Niederer Benchmark#

In this demo we compare the pure cbcbeat SplittingSolver and the GOSSplittingSolver on the Niederer benchmark problem. The code here is based in the original implementation in the cbcbeat repo

First we import the required packages (including the GOSSplittingSolver)

import dolfin
import cbcbeat
import goss
import numpy as np
import gotran
from cbcbeat.gossplittingsolver import GOSSplittingSolver

and define the given initial conditions from the problem descriptions

ic = {
    "V": -85.23,  # mV
    "Xr1": 0.00621,
    "Xr2": 0.4712,
    "Xs": 0.0095,
    "m": 0.00172,
    "h": 0.7444,
    "j": 0.7045,
    "d": 3.373e-05,
    "f": 0.7888,
    "f2": 0.9755,
    "fCass": 0.9953,
    "s": 0.999998,
    "r": 2.42e-08,
    "Ca_i": 0.000126,  # millimolar
    "R_prime": 0.9073,
    "Ca_SR": 3.64,  # millimolar
    "Ca_ss": 0.00036,  # millimolar
    "Na_i": 8.604,  # millimolar
    "K_i": 136.89,  # millimolar
}

We make a general method for setting up the model

def setup_model(dx=0.5):
    Lx = 20.0  # mm
    Ly = 7.0  # mm
    Lz = 3.0  # mm

    N = lambda v: int(np.rint(v))
    mesh = dolfin.BoxMesh(
        dolfin.MPI.comm_world,
        dolfin.Point(0.0, 0.0, 0.0),
        dolfin.Point(Lx, Ly, Lz),
        N(Lx / dx),
        N(Ly / dx),
        N(Lz / dx),
    )

    L = mesh.coordinates().max()

    # Surface to volume ratio
    chi = 140.0  # mm^{-1}
    # Membrane capacitance
    C_m = 0.01  # mu F / mm^2

    # Conductivities as defined by page 4339 of Niederer benchmark
    sigma_il = 0.17  # mS / mm
    sigma_it = 0.019  # mS / mm
    sigma_el = 0.62  # mS / mm
    sigma_et = 0.24  # mS / mm

    # Compute monodomain approximation by taking harmonic mean in each
    # direction of intracellular and extracellular part
    def harmonic_mean(a, b):
        return a * b / (a + b)

    sigma_l = harmonic_mean(sigma_il, sigma_el)
    sigma_t = harmonic_mean(sigma_it, sigma_et)

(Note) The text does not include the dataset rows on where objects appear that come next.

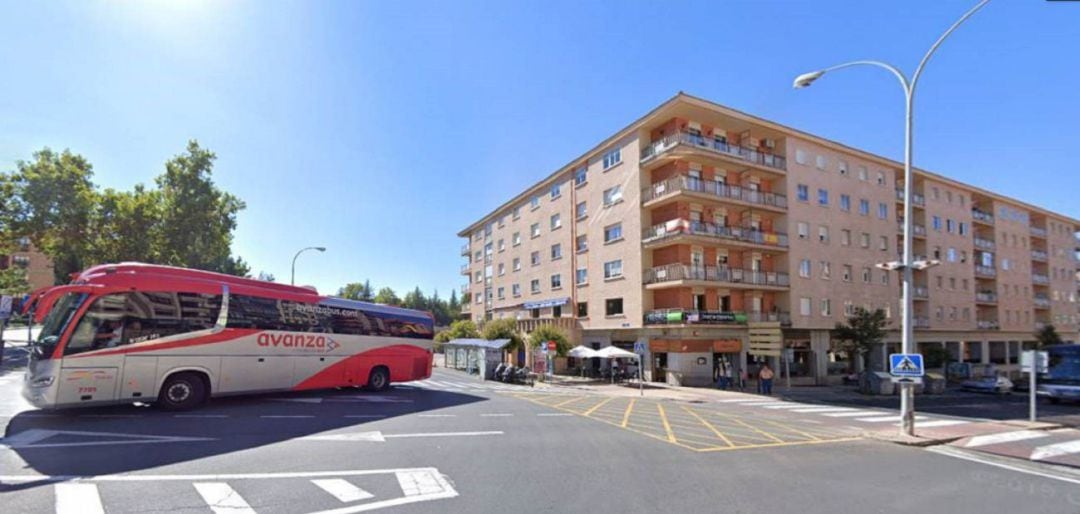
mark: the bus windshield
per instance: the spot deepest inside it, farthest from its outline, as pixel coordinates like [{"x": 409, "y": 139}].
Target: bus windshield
[
  {"x": 1064, "y": 366},
  {"x": 55, "y": 323}
]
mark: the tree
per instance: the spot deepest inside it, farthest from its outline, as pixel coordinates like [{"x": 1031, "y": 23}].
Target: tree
[
  {"x": 387, "y": 296},
  {"x": 1047, "y": 337},
  {"x": 198, "y": 218},
  {"x": 855, "y": 338},
  {"x": 550, "y": 333},
  {"x": 503, "y": 328}
]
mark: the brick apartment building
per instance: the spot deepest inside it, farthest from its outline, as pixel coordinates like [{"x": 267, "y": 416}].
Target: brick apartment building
[{"x": 715, "y": 235}]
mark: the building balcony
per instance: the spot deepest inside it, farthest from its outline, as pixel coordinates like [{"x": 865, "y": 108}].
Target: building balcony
[
  {"x": 696, "y": 143},
  {"x": 674, "y": 275},
  {"x": 982, "y": 216},
  {"x": 985, "y": 244},
  {"x": 711, "y": 232},
  {"x": 917, "y": 199},
  {"x": 689, "y": 316},
  {"x": 673, "y": 187}
]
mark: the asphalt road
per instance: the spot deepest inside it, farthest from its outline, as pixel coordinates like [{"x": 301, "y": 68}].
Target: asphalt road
[{"x": 458, "y": 445}]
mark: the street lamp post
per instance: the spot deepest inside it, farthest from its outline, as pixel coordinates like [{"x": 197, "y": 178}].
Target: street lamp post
[
  {"x": 907, "y": 265},
  {"x": 292, "y": 279}
]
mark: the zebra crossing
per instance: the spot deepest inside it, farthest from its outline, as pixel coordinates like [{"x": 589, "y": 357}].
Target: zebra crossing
[
  {"x": 343, "y": 491},
  {"x": 869, "y": 417}
]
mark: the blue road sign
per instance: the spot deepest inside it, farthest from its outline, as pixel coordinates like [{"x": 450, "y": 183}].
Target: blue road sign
[{"x": 905, "y": 364}]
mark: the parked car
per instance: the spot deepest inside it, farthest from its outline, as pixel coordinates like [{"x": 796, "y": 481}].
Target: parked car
[{"x": 999, "y": 384}]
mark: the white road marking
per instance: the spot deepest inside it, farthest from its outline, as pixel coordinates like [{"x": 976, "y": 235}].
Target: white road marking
[
  {"x": 851, "y": 415},
  {"x": 342, "y": 489},
  {"x": 78, "y": 499},
  {"x": 1004, "y": 437},
  {"x": 1058, "y": 449},
  {"x": 223, "y": 499}
]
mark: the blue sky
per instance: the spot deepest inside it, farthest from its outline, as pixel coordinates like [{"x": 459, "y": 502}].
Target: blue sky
[{"x": 380, "y": 129}]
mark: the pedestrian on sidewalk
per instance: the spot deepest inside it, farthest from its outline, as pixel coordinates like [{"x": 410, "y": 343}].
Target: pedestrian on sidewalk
[{"x": 765, "y": 377}]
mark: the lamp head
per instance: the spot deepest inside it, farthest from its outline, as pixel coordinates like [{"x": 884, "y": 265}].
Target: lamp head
[{"x": 807, "y": 79}]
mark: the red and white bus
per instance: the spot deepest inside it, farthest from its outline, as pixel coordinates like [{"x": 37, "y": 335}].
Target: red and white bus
[{"x": 140, "y": 333}]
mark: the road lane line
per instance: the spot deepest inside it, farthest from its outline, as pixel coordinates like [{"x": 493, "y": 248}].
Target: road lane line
[
  {"x": 667, "y": 427},
  {"x": 342, "y": 489},
  {"x": 78, "y": 499},
  {"x": 625, "y": 416},
  {"x": 1058, "y": 449},
  {"x": 594, "y": 407},
  {"x": 223, "y": 499},
  {"x": 710, "y": 427},
  {"x": 1004, "y": 437}
]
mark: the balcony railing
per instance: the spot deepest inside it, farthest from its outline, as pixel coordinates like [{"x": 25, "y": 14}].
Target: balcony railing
[
  {"x": 680, "y": 227},
  {"x": 982, "y": 216},
  {"x": 682, "y": 183},
  {"x": 916, "y": 198},
  {"x": 984, "y": 244},
  {"x": 713, "y": 273},
  {"x": 689, "y": 316},
  {"x": 743, "y": 153}
]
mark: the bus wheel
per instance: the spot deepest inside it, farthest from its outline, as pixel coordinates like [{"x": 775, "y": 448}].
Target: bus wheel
[
  {"x": 379, "y": 379},
  {"x": 181, "y": 391}
]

    # Scale conductivities by 1/(C_m * chi)
    s_l = sigma_l / (C_m * chi)  # mm^2 / ms
    s_t = sigma_t / (C_m * chi)  # mm^2 / ms

    M = dolfin.as_tensor(((s_l, 0, 0), (0, s_t, 0), (0, 0, s_t)))

    # Define time
    time = dolfin.Constant(0.0)

    # Mark stimulation region defined as [0, L]^3
    S1_marker = 1
    L = 1.5
    S1_subdomain = dolfin.CompiledSubDomain(
        "x[0] <= L + DOLFIN_EPS && x[1] <= L + DOLFIN_EPS && x[2] <= L + DOLFIN_EPS",
        L=L,
    )
    S1_markers = dolfin.MeshFunction("size_t", mesh, mesh.topology().dim())
    S1_subdomain.mark(S1_markers, S1_marker)

    # Define stimulation (NB: region of interest carried by the mesh
    # and assumptions in cbcbeat)
    duration = 2.0  # ms
    A = 50000.0  # mu A/cm^3
    cm2mm = 10.0
    factor = 1.0 / (chi * C_m)  # NB: cbcbeat convention
    amplitude = factor * A * (1.0 / cm2mm) ** 3  # mV/ms
    I_s = dolfin.Expression(
        "time >= start ? (time <= (duration + start) ? amplitude : 0.0) : 0.0",
        time=time,
        start=0.0,
        duration=duration,
        amplitude=amplitude,
        degree=0,
    )
    # Store input parameters in cardiac model
    stimulus = cbcbeat.Markerwise((I_s,), (1,), S1_markers)
    return mesh, time, M, stimulus

One method for running the benchmark using goss

def run_benchmark_goss(mesh, time, M, stimulus, T, dt, scheme="GRL1"):
    gotran_ode = gotran.load_ode("tentusscher_panfilov_2006_M_cell.ode")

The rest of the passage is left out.